This is my first StackOverflow post so I'll try to describe my problem as good as I can.
I want to create a program to retrieve the reviews from TripAdvisor pages, I tried to do it via API but they didnt respond when I requested the API key, so my alternative is to do it with a WebCrawler.
To do so I have a Spring project and using HtmlUnit,a tool I never used, so in order to test it my first exercise is to retrieve the title of a webpage so I have the following code implemented:
@PostConstruct
public void init() throws Exception {
TimeZone.setDefault(TimeZone.getTimeZone("Europe/Madrid"));
getRequest.getPageName();
}
That calls the following method:
@Test
public void getPageName() throws Exception {
try (final WebClient webClient = new WebClient()) {
final HtmlPage page = webClient.getPage("https://www.tripadvisor.com");
System.out.println(page.getTitleText());
}
catch (Exception e){
System.out.println("ERROR " + e);
}
}
When I run the code with https://www.google.com I get the response "Google" as excpected, but when I try it with https://www.tripadvisor.com or https://www.youtube.com I get an error that I can't understand:
Caused by: net.sourceforge.htmlunit.corejs.javascript.EvaluatorException: syntax error (https://static.tacdn.com/assets/DDGchX.17d9b05f.js#1)
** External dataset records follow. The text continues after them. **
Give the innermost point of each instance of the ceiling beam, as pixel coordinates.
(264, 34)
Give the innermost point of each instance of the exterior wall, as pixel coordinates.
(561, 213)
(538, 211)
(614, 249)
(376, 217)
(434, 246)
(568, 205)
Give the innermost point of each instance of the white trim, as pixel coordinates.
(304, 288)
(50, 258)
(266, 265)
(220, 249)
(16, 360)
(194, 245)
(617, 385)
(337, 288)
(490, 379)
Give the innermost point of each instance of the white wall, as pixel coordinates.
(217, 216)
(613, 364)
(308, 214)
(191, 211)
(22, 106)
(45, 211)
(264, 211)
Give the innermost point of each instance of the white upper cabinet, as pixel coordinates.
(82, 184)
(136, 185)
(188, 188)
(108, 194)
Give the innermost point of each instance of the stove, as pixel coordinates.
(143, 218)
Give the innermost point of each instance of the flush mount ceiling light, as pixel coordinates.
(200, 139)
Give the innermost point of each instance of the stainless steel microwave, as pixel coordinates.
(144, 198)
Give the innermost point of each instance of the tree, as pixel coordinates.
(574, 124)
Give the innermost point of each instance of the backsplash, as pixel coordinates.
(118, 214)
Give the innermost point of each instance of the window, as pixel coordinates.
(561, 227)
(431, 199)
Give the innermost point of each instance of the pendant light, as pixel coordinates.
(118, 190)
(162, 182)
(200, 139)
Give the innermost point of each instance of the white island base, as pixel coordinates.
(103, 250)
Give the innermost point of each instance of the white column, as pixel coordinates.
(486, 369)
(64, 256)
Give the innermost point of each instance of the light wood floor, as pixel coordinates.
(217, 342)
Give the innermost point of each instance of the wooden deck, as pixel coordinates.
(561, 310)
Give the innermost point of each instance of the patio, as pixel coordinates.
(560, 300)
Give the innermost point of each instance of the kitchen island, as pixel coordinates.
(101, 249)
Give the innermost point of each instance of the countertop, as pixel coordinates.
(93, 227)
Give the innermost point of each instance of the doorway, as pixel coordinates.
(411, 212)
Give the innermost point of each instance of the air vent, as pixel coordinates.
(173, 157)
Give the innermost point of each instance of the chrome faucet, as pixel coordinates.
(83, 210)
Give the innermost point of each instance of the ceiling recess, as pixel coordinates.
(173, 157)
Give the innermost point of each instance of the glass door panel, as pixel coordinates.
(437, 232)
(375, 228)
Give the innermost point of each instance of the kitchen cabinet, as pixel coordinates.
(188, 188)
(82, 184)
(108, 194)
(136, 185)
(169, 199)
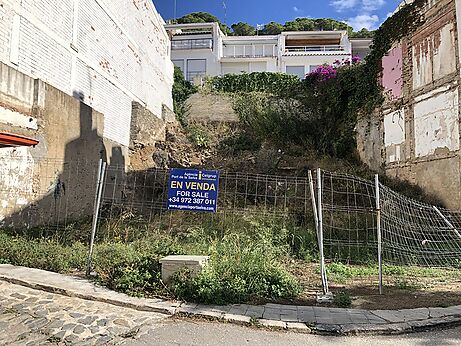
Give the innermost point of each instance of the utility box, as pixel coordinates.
(174, 263)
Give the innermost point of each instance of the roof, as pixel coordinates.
(12, 140)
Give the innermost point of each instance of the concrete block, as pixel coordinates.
(172, 264)
(298, 327)
(237, 318)
(272, 323)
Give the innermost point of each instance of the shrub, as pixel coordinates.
(42, 253)
(133, 268)
(239, 271)
(268, 82)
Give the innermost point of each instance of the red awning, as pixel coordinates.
(10, 140)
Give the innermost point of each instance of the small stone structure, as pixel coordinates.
(171, 264)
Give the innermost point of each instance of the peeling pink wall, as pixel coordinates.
(392, 79)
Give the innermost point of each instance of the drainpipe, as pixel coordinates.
(458, 23)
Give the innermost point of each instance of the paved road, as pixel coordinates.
(180, 332)
(33, 317)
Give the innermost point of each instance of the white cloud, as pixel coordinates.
(364, 6)
(372, 5)
(342, 5)
(367, 21)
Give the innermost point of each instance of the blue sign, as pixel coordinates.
(194, 190)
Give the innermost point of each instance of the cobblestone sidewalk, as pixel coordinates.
(298, 318)
(34, 317)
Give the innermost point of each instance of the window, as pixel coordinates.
(297, 71)
(179, 63)
(195, 68)
(192, 44)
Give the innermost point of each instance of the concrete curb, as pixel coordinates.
(302, 319)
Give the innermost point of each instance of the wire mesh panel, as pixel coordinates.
(349, 218)
(415, 233)
(139, 200)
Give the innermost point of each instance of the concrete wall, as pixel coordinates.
(108, 53)
(419, 121)
(54, 181)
I did a quick research to see what does the problem mean, I found a couple of posts regarding a similar case, but I can't understand what is the cause. Is it related to a Javascript problem? Or a permissions problem?
If more information is required to analyze the problem do not hesitate on asking for it, thanks in advance for the spent time of any reader and sorry if i disrespected any of the StackOverflow rules/protocols.